Are you using a lye calculator? If you reduce, one fat, then you will increase another. But, you need to use a lye calculator to do so, so that you end up with the right amount of lye in the end (each oil requires a different amount of lye). Unfortunately, it's not like making cookies, where you can just switch out butterscotch chips for chocolate. The lye calculator will also help you adjust the amount of water.
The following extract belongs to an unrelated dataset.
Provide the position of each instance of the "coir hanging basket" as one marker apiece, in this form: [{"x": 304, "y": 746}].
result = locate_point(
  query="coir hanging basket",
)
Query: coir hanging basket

So, yes. As you decrease the percentage of shea, you will need to increase the percentage of one or more of the other fats to get the total back up to 100%.
 
OK thanks @artemis. And will reducing the amount of shea butter make the bars harder, in general? And what about water discounting? If I take some water out, will it ultimately make a harder bar?
 
but I want to use less shea butter and also maybe discount the water a little to make a harder bar.

Using less water doesn't make for harder bar, it just makes for less cure time due to having less water to evaporate, which is part of the curing process. The other part of curing is the difference between making moonshine and a smooth sipping whiskey. Running your current recipe through SoapCalc, looks like you are using close to a 28% Lye Concentration...I use between 33% and 35% depending on the time of the year; I know some folks who use a 40% Lye Concentration.

The less Hard Oils/Butters you use, the softer your soap and the longer your cure time. Think about it...Castille Soap, which is 100% Olive Oil, with an average 33% Lye Solution, takes a good year to produce a hard bar. I use 40% Soft Oils, 60% Hard Oils and 5% SuperFat and get a nice hard bar at 6 weeks.

Recommendation I would make...drop your Castor Oil to 5%, Olive Oil to 45%, Shea Butter to 15% and then look for another 'hard' oil/butter like Palm Oil, Palm Kernel Flakes, Cocoa Butter, Lard or Tallow for the other 15%.

You can also reduce your SuperFat to zero or 2%.

ETA: There really isn't such a thing as a water "discount". By using less water than what your recipe calls for, all you are doing is increasing the strength of your Lye Concentration. As an example, if I use 10% less water, my Lye Concentration goes from 33% to almost 36%.